British local councils cut home care visits for elderly and disabled
3 December 2013
The Leonard Cheshire Disability (LCD) charity has revealed that nearly three quarters of health care home visits to the elderly and vulnerable in the UK only last 15 minutes. Over the last five years, the number of these shorter visits has increased by 15 percent.
Such short care visits, which include washing and dressing, serve only to confuse and upset people with mental health and physical problems and affect their ability to live independent lives. Unmet physical, emotional and mental needs of the people inevitably lead to increased unnecessary hospital admissions.
LCD chief executive Clare Pelham said that a survey it conducted “resonates with our experience, where quite often the feedback is that the individual care worker is lovely but they are under such time pressure that the overall experience for people receiving care is not a positive one. Everyone knows this is happening, everyone agrees that it is not acceptable, but the councils commissioning care and the government are quite consciously looking the other way.”
The crisis in home visits is a direct result of drastic cuts to communities and local government budget, £2.6 billion of which has been in social care budgets.
After coming to power in 2010, the Conservative/Liberal-Democrat coalition imposed 33 percent “efficiency savings” on local councils to be implemented by 2015. Earlier this year, they announced another 15 percent budget cut for 2015-2016. As a result, the wages and conditions of council workers have been slashed and services reduced, shut down or privatised, including home care, day centres and what remains of council-run care homes. Many councils are on the verge of bankruptcy.
In 2012, more than 50 councils revealed there was a “medium-term” collapse in their ability to keep paying for care.

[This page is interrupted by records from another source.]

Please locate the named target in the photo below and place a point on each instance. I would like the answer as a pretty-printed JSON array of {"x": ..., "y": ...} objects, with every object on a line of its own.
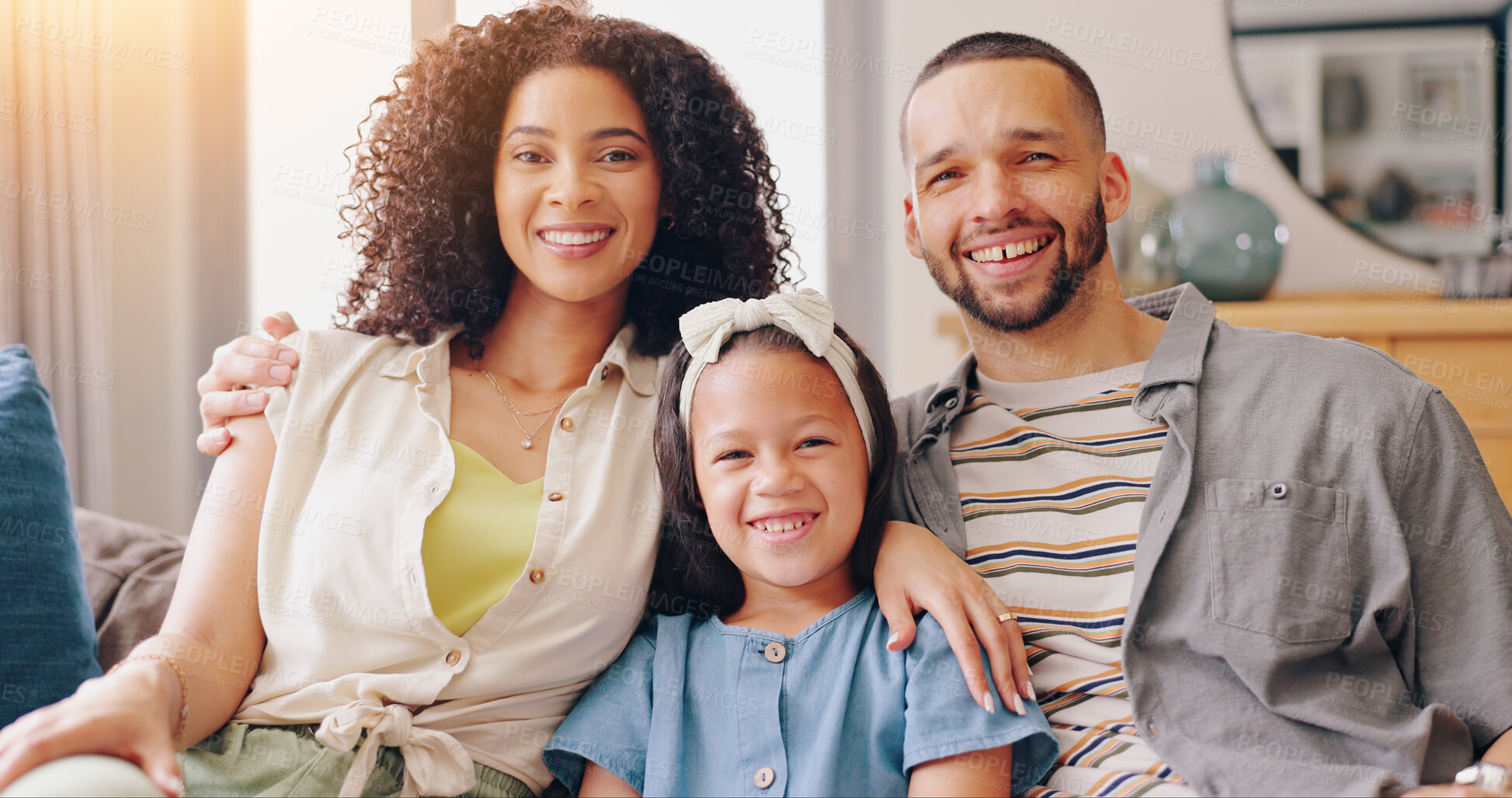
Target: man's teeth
[
  {"x": 563, "y": 236},
  {"x": 787, "y": 524},
  {"x": 1007, "y": 252}
]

There was a fall in spending on elderly peoples’ home care in 102 of 152 English local authorities of £148 million. The number of older people who received local authority-funded home care support was reduced to 224,745, from 244,080 in 2010-2011.
Today, by and large, local councils buy services from private care providers who have eclipsed the publicly run services over the last three decades. They are buying an increasing number of 15-minute care visit packages, totally indifferent to the actual needs of individual patients.

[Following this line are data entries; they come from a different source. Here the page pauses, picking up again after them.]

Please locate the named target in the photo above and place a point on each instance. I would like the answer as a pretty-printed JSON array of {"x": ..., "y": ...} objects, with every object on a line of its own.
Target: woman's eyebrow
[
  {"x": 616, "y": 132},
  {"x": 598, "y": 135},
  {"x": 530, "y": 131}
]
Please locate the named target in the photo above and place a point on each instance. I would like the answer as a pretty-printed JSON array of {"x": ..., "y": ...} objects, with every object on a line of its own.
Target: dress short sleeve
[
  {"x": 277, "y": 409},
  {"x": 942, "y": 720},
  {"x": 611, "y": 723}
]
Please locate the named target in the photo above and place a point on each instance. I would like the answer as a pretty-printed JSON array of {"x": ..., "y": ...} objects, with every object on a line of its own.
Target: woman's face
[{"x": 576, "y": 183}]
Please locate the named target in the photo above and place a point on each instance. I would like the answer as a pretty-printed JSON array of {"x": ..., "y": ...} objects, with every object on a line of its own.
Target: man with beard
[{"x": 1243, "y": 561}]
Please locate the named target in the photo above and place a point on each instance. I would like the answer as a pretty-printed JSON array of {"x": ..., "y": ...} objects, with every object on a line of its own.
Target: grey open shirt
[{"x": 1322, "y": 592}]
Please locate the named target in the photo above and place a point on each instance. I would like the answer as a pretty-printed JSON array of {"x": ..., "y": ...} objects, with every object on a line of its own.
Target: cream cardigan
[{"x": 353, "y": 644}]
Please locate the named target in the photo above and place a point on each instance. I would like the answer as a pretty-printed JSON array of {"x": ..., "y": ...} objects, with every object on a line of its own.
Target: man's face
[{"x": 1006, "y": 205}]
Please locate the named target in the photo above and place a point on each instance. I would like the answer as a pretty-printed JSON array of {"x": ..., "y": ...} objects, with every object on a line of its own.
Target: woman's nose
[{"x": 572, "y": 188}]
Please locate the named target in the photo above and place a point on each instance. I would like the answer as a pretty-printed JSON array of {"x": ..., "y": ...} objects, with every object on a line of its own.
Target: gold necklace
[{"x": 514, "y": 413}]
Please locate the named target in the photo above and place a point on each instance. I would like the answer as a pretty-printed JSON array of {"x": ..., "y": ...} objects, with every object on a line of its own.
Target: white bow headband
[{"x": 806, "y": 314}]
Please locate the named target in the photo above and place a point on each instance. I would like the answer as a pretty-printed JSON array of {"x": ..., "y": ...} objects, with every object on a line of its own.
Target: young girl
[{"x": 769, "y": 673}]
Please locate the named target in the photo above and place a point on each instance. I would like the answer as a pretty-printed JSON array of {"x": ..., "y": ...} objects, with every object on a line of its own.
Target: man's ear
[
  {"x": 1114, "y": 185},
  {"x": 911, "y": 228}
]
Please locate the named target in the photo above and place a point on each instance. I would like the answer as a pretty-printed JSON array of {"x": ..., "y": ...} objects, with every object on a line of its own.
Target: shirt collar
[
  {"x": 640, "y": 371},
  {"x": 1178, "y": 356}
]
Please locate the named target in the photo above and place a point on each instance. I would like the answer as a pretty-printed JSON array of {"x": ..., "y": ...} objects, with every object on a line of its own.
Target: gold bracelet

These private care companies, whose sole aim is making profits, are able to provide relatively cheaper care by cutting corners and massively exploiting their workers, who are forced to squeeze in as many care visits in a day as possible, jeopardising the safety of both their patients and their employees.

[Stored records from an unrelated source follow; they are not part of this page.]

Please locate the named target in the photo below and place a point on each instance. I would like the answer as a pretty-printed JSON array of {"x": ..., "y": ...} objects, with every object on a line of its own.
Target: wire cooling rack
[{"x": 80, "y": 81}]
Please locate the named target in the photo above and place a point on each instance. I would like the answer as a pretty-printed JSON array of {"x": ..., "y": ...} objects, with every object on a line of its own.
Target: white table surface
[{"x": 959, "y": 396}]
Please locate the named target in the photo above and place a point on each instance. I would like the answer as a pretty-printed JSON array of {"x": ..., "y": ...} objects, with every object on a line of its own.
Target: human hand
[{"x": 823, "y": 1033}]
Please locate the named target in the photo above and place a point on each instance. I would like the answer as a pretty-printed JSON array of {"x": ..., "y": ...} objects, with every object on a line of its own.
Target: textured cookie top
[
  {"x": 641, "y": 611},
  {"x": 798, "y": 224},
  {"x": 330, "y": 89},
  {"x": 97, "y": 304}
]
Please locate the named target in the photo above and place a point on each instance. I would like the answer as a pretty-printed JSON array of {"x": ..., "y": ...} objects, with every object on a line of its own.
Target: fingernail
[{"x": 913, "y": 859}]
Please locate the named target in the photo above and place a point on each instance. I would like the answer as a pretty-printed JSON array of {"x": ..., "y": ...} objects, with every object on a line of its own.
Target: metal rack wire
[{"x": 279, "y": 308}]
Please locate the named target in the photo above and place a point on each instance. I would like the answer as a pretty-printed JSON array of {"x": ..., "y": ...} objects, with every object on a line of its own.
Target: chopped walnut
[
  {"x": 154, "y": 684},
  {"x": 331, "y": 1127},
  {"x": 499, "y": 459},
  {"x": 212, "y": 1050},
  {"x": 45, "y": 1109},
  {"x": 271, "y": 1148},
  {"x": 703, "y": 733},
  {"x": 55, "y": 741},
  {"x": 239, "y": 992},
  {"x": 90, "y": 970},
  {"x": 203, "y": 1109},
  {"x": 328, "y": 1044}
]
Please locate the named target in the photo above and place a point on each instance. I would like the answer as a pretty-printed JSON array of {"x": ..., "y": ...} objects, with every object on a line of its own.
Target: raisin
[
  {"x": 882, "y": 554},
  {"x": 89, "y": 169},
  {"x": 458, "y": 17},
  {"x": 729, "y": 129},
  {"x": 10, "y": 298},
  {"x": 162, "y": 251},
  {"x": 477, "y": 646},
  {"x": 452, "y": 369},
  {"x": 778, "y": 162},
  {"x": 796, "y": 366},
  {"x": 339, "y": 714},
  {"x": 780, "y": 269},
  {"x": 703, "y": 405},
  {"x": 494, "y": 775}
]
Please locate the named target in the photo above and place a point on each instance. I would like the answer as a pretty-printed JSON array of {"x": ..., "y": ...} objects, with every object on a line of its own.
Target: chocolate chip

Some 220,000 care workers are reported to receive less than the national minimum wage. Two thirds of the home care workforce are on zero-hour contracts and have no financial or job security.
A report by the Unison trade union reveals some of the incredibly bad working conditions in the sector. It reports that 79 percent of care workers are given work schedules that are crammed with appointments, forcing them to rush their work or leave clients early to get to their next appointment. Over half of respondents reported that their terms and conditions had worsened over the last year. The report explained, “Only 56 percent received between the minimum wage (£6.08) and £8 per hour and 57.8 percent were not paid for their travelling time between visits.
“41.1 percent have not been given specialist training for dealing with their clients medical needs, only 43 percent saw other employees on a daily basis and 36.7 percent reported they were often allocated different clients affecting care continuity and the ability of clients to form relationships with their care workers.
“Although all respondents reported clearly defined ways of reporting concerns about their clients’ wellbeing, 52.3 percent reported that these concerns were only sometimes acted upon.”
These horrifying conditions faced by workers, elderly and the vulnerable would not have been possible without the tacit collaboration of the unions, including Unison, which has overseen the privatisation of huge swathes of public services over the years, without lifting a finger in opposition.
The LCD charity is calling for a minimum of 30 minutes for each visit, but it has met with opposition from national and local government. A local council spokesman declared it would mean “more expense and the need for more resources.”
Katie Hall, chair of the Local Government Association’s Community Wellbeing Board, said, “[C]ouncils need an extra £400 million each year just to maintain services at current levels. Instead of that they are seeing a 42 percent cut in funding from central government.”
The government professed support for the LCD charity’s report, saying it “fully agrees” with its findings and that “it is not fair” to patients or health care workers. But it went on to say that ministers would not be able to support the charity’s campaign. Instead, it called on LCD to support its Care Bill, currently going through Parliament. The Bill is using recent cases of abuse and neglect to “reform” care and support for vulnerable adults.
LCD said that taking into account the debates and amendments to the Bill so far, all the indications are that it would not stop “inappropriate” 15-minute care visits and in fact could make the situation “worse” because of proposals to reduce the powers of the Care Quality Commission (CQC). In a report earlier this year, the CQC described how an inspection of the care provided by 250 home care providers to more than 26,000 people across England found that more than a quarter failed to meet basic national standards of care.
LCD managing director of campaigns and engagement Jane Harris said, “We are deeply disappointed that the government has pressed ahead with reducing the powers of CQC to review how care is commissioned...the CQC will no longer be able to conduct regular reviews of how local authorities commission care.”